Redhead in Black, She is a Lesbian
by
, 07-27-2012 at 03:50 AM (1018 Views)
_________________________07.26.2012Redhead in Black (Non-lucid)
NON-DREAM DREAM LUCID
I'm not even sure if this is a precognitive dream or an actual one, because I think that when the dream was over, I was talking to myself about something, and I had a feeling that this happened in the onset of the dream being created.
I had the intention of finding Alyzarin in a dream, since I felt I could match her REM cycles at some point during my sleep.
All I remember is seeing a skinny female, big anime like eyes, but still within the border of realistic eyes. She is wearing dark red lipstick, and she's smiling to where the front of her lips make a steep curve down, while the sides curve inwards to her cheekbones.
She is wearing a black dress that looks like it could be worn in bed, like a nightgown of some sort.
Something tells me that I asked if she was my dream guide, but I can't remember if she responded to me at all. All that I could remember from her is that she just looks at me with a smile.
The more I stare at her, the more her eyes become enticing. She had light brown eyes, and then they were more gold-ish and lighter than before when I focused on the detail.
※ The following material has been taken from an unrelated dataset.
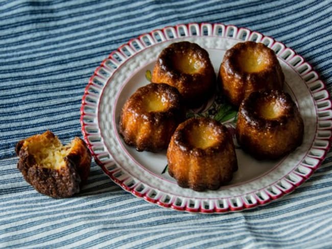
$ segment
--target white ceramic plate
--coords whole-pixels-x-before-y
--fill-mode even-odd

Her hair was similar to Paz's style in Metal Gear Solid: Peace Walker. The hair itself looked like it was just filled with a light red-pink color, no detail like individual strands or anything like that.
Her facial structure was small, slightly round, and made a slight dip or smooth point for her chin. She also had pale skin, and the black nightgown she wore augmented this with the heavy contrast.
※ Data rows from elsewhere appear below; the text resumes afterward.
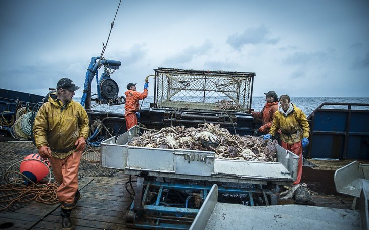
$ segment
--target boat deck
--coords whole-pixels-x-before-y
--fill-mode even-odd
[[[31,142],[0,142],[0,151],[2,178],[9,165],[25,156],[24,153],[37,152]],[[23,155],[20,154],[20,153]],[[125,214],[132,201],[130,195],[125,189],[125,183],[129,181],[129,175],[121,171],[102,168],[99,166],[99,163],[83,161],[82,160],[80,175],[78,177],[82,198],[72,212],[73,229],[131,229],[127,227],[125,220]],[[312,186],[317,180],[322,181],[321,175],[316,169],[311,169],[314,172],[310,174],[306,168],[303,170],[302,182],[306,183],[308,187],[317,192],[313,196],[317,206],[347,209],[351,208],[353,198],[327,193],[327,191],[323,192],[318,189],[318,187]],[[314,175],[319,178],[314,179],[313,177],[311,179],[312,176]],[[4,183],[4,180],[1,181]],[[280,201],[280,203],[293,204],[294,201],[284,200],[283,203]],[[16,210],[5,209],[0,212],[0,229],[60,229],[60,209],[59,204],[48,205],[32,201],[22,205],[22,207]]]
[[[121,172],[111,178],[85,177],[80,179],[79,188],[82,198],[72,212],[73,229],[131,229],[126,227],[125,221],[132,200],[124,188],[128,179]],[[1,212],[0,228],[60,229],[60,206],[59,203],[47,205],[32,201],[14,212]]]

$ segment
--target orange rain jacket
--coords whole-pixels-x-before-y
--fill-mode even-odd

The environment itself was blurry, very dark, from gray to black. It felt as if this environment was so blurry to where it would look like a running ink painting of buildings, etc.
After seeing the girl in front view, my perspective changes to where I see her in profile view. I realize how skinny she really is, and she isn't wearing any shoes, I think.
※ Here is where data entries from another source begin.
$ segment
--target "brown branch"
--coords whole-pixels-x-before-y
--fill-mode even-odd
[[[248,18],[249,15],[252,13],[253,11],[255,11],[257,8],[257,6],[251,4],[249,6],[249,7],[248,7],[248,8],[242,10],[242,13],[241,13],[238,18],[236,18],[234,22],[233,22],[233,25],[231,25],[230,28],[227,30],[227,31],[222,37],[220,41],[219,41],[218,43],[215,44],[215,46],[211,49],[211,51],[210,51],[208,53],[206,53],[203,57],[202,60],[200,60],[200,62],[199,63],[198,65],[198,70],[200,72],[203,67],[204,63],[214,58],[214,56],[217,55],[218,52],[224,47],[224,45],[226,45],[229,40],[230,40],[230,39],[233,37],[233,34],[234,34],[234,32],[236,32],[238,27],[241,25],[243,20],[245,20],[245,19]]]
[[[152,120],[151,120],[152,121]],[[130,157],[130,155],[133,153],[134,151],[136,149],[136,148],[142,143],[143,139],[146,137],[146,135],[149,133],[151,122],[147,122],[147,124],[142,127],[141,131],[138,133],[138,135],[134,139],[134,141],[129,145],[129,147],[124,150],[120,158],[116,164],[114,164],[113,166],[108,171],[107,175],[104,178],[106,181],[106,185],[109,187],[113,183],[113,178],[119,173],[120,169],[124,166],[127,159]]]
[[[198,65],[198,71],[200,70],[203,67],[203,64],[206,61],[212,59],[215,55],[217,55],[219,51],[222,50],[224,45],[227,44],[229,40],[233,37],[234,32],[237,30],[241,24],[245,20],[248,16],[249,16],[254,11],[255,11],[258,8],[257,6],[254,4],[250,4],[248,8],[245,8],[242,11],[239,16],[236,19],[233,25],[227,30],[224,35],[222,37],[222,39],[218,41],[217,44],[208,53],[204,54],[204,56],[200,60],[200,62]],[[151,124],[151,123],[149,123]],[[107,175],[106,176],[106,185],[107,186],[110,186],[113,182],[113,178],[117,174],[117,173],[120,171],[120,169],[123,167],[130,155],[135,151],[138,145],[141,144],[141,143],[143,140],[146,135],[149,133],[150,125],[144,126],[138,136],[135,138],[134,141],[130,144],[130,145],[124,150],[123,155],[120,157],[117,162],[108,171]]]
I can understand that the girl's visage and body structure was mostly because I watched a random Metal Gear Solid: Peace Walker video of Snake vs. Paz on YouTube late at night.
Now for the pale skin, and black night gown, it's probably because of a woman named Stoya who has pale skin, and wore a black ngihtgown or lingerie. I'll keep that source to myself. *whistles innocently*
07.26.2012She is a Lesbian (Non-lucid)
NON-DREAM DREAM LUCID
Because I had little sleep last night, because I decided to do some late night internet searching, and talking to someone before they passed out (you know who you are =P), the recall is shallow.
I believe I'm hanging with someone, and based on how relaxed I felt, it was most likely the persona I take when encountering relatives that I haven't seen in a long time ago. It's the passive demeanor that just allows the naivette to grow and grow.
I honestly can't explain my feelngs for this kind of dissociative thought..
I think I'm following her in a clothes mall, and I only stick to following her. I wasn't interested in buying anything for myself or her, and I guess the only reason I was with her was because I wanted to walk around, or to just be there for the relative of mine.
I couldn't get her visage, it was blurry, and she was wearing mostly black. It was as if I was just following a shade or something. I believe we finally reach a cash register, and as I let her tend to her business with paying for whatever it is she has, I notice someone else close to me.
I'm not sure if she was following me, or is waiting in line, but I get a close up view on her. I realize she looks a lot like an African American girl I had for a Science class.
To make sure I somewhat remember her, I'll just put it out here that her family history involved having sickle cell.
She looked so adorable and cute, just like the waking life version. She looks up at me in a shy manner, if that makes any sense. I think she glances at me because I glanced at her, and I think she tried looking back somewhere else.
She was short, I'd say 5 feet or so, which is probably a safe estimate that the waking life version of her was in Middle school.
Wow, now that I think about it, she really was cute when I had her for Science class, but her personality....not so much.
LOL, why am I going through analysis of middle school encounters?
Someone is calling the relative who is still blurry for me, I think, and I think at some point, she said she is a lesbian.
I don't know how, but something just tells me she said that to someone.